If you are a writer or an artist or a poet or a playwright or any other kind of culture worker who can probably work overseas, anywhere, India or Ireland, Japan or China, remotely, you may want to consider moving out of the United States and becoming an expat.

Remember the earlier waves of U.S. expats, including the famous Americans in Paris in the 1920s, who moved because they felt, for various reasons, that the U.S. was no longer their country and that they would be more free to live and work in a different culture. Today, from Paris (it’s still there!) to Prague, from Taipei to Tianjin, from Mumbai to Mont Saint Je Ne Sais Pas, American expats are finding work and love and meaning overseas. Sure, they still travel on a US passport, and sure, they still love America in their own way. But fed up with life in their mother country, they have ventured overseas to find adventure and meaning in other cultures.

As Paul Karl Lukacs, the Nomad Lawyer, says: The U.S. today may have reached that point for people who believe that they do not give up their rights when they choose to travel.
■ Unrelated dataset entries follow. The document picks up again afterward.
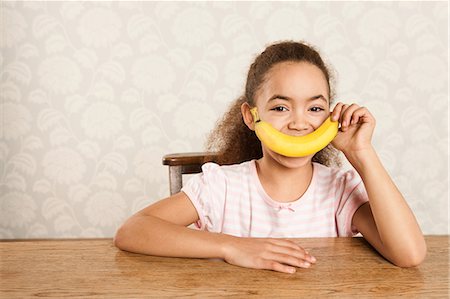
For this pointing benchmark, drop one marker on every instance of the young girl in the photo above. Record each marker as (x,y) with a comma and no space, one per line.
(246,208)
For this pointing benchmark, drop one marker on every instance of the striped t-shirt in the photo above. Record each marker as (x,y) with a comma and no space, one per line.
(230,199)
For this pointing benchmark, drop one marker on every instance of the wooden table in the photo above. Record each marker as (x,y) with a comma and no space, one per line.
(96,269)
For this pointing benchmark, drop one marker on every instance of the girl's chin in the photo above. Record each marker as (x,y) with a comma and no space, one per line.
(291,162)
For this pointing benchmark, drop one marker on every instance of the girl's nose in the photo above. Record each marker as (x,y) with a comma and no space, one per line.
(298,123)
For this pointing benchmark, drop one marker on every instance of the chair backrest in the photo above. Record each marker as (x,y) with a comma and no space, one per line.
(185,163)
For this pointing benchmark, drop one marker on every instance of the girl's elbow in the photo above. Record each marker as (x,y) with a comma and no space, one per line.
(120,238)
(413,258)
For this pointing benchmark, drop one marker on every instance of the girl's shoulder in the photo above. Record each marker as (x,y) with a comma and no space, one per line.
(228,170)
(336,174)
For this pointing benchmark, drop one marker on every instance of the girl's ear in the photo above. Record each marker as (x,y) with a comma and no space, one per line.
(247,116)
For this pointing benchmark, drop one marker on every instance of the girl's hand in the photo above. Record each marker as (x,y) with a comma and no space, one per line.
(357,126)
(271,254)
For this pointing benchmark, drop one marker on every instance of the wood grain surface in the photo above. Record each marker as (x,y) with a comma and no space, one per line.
(94,268)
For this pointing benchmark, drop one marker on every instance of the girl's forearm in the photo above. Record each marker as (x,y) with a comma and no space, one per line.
(396,224)
(153,236)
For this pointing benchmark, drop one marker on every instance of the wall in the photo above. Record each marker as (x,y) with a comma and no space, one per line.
(94,94)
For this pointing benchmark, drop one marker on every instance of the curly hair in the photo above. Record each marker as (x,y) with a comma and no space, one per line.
(231,139)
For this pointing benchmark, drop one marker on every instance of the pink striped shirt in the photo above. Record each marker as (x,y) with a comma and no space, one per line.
(230,199)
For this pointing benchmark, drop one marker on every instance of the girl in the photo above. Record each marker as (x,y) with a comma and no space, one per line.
(247,207)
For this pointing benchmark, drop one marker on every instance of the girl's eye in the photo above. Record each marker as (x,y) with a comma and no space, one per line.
(279,108)
(316,109)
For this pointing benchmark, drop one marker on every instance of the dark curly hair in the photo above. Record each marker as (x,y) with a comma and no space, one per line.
(231,139)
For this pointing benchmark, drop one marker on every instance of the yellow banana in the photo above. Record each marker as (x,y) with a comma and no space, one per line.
(294,146)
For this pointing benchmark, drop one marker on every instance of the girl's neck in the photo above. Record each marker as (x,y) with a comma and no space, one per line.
(281,183)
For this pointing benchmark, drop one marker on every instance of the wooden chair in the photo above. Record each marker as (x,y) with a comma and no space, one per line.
(185,163)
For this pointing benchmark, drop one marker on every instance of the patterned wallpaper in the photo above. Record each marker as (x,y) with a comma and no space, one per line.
(94,94)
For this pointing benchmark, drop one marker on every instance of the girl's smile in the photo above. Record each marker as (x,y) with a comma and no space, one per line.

The vast majority of Americans do not care, because they only fly once every 18 months, and, on those packed holiday weekends, the TSA suspends its more onerous procedures to avoid wide-spread rebellion.”
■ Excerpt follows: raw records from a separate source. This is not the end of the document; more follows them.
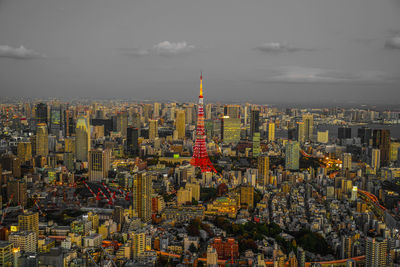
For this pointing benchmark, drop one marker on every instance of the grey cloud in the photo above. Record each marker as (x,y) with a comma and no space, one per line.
(164,48)
(135,51)
(18,52)
(171,48)
(276,47)
(393,42)
(319,75)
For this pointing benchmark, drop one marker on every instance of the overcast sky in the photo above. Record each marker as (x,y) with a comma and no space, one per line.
(249,50)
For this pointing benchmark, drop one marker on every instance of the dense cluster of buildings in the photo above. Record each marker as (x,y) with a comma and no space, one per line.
(109,183)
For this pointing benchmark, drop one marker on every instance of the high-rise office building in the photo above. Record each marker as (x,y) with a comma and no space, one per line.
(132,141)
(308,120)
(323,137)
(394,151)
(271,132)
(156,110)
(344,133)
(375,252)
(301,257)
(24,151)
(41,113)
(375,159)
(230,129)
(55,124)
(6,253)
(82,139)
(292,155)
(346,247)
(122,123)
(99,164)
(141,191)
(346,161)
(180,123)
(365,134)
(29,221)
(263,170)
(153,129)
(136,120)
(208,114)
(232,111)
(138,243)
(42,140)
(247,196)
(301,132)
(381,141)
(17,189)
(24,240)
(254,122)
(147,112)
(256,144)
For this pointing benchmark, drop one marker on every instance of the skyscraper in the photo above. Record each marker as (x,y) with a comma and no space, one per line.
(271,132)
(230,129)
(346,161)
(375,252)
(153,129)
(41,113)
(256,145)
(200,156)
(82,140)
(254,122)
(17,189)
(308,120)
(55,120)
(365,134)
(42,140)
(292,155)
(301,132)
(180,123)
(344,133)
(24,151)
(381,141)
(29,221)
(99,164)
(122,123)
(232,111)
(141,191)
(247,196)
(263,170)
(376,159)
(156,110)
(132,141)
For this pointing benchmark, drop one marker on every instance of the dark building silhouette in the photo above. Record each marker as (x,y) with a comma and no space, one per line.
(344,133)
(365,134)
(132,141)
(41,113)
(381,140)
(254,122)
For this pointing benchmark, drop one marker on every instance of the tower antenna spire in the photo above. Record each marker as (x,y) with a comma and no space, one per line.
(200,156)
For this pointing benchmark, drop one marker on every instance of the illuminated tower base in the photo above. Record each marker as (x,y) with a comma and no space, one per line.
(200,157)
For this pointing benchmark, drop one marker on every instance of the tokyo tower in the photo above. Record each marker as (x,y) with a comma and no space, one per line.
(200,157)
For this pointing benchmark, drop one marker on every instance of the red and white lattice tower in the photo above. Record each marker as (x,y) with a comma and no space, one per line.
(200,157)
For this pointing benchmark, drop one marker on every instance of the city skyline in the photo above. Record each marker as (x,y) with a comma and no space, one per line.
(282,52)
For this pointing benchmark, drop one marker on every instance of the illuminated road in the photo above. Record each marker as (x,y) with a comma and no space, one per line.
(270,263)
(372,199)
”When I travel around China, I am treated with more dignity and respect than when I travel around the USA — and China is a police state.”

To an American woman in her mid-40s, who was “raped” by a TSA attendant at an airport in 2011, he counselled: ”I’m sorry you had to go through that, and making the TSA clerks feel bad about staying in their obscene jobs is the right move, but you may want to consider moving.”

”Your blog about the TSA assault by a female TSA clerk would be just as interesting if you write it from a patio on Bali.”